Having entered into a contractual agreement, both have a responsibility to keep up their end of a bargain. The resident pays their rent on time and the landlord maintains the property as set forth in the contract. Ideally, the tenants will also do everything in their power to not inflict damage and help maintain the property as a comfortable living space. But even when well cared for properties can have costly needs, such as a burst pipe or a broken water heater and that is when the landlord must act.
Enter management companies. These agents serve as the “go between” can optimize profitability for property owners by handling the day-to-day needs of a rental. The owner, or investor, hires a company to act on his or her behalf, relieving the client of any direct contact with tenants and all maintenance, new-tenant screening and leasing is overseen by the management company.
NBM – which was founded in 2009 and has since garnered multiple awards, landing on “best of” lists for its Northern California regions – has taken this concept even further. By providing superior service to its residents, it helps manage the real estate portfolios of its investors. With a staff of highly educated, certified property managers, its services extend to residential homes, apartment complexes, townhomes, and duplexes in Stanislaus, San Joaquin, Merced, Alameda and Santa Clara counties.
Profits are maximized because residents are happy in their living environments, which keeps turnover low. In addition to managing the properties, NBM keeps its communities desirable and well-maintained so the individual property values remain high. This maximizes return on investment for the owners. Additionally, nurturing competitive vendor relationships allows NBM to get the best service at the lowest price for their clients.
“If residents have their needs taken care of, the better the chances they will care for the property for a longer period of time and minimize turnover. This ensures that the investment will continue to perform for our clients as we keep expenses low while the property value appreciates.”
Harrell and her team are always fostering relationships with clients and vendors while making an unconventional business decision to not have an in-house maintenance department. “I realize many would say that if I were a ‘savvy entrepreneur,’ I would have a maintenance division because it could be very profitable,” she says. “But by building relationships with trusted vendors, we can provide transparency and peace of mind for our clients.”
Harrell, who is passionate about policy and remaining “absolutely on top of the legal environment,” sits on multiple boards and has been on the government affairs committee of the National Association of Residential Property Managers (NARPM) for at least four years.
“So much can affect the residential relationship,” she says. “When COVID-19 hit, the governor declared a state of emergency so rents cannot be raised during this time. If you aren’t aware of what is happening and the legal implications, you can end up out of compliance just that fast.”

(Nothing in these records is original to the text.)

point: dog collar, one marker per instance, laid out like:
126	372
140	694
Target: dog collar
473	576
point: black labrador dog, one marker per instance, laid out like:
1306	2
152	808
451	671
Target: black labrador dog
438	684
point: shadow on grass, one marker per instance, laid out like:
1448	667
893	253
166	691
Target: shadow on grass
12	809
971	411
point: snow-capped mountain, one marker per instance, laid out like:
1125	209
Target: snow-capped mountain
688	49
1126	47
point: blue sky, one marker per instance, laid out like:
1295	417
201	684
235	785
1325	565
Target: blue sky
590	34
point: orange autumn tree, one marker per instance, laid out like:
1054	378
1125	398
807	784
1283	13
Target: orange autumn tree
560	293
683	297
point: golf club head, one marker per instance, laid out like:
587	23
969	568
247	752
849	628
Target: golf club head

Residents – such as those in the service industry – found themselves unemployed with no warning were severely impacted by the coronavirus. “We educated residents on the executive order, and we wanted to make absolutely sure we had the most-accurate information as there were a lot of rumors flying around,” she says. “If residents show us how they were impacted, we can make arrangements so they won’t worry they’re going to be evicted.”
In the same vein, clients often need help navigating their legal rights. For instance, because of the state of emergency, and the current speed of the court system, it could be as long as January before a nonpaying resident could be removed. NBM recommends clients be “proactive about contacting lenders and asking about forbearance before they find themselves in a bind.”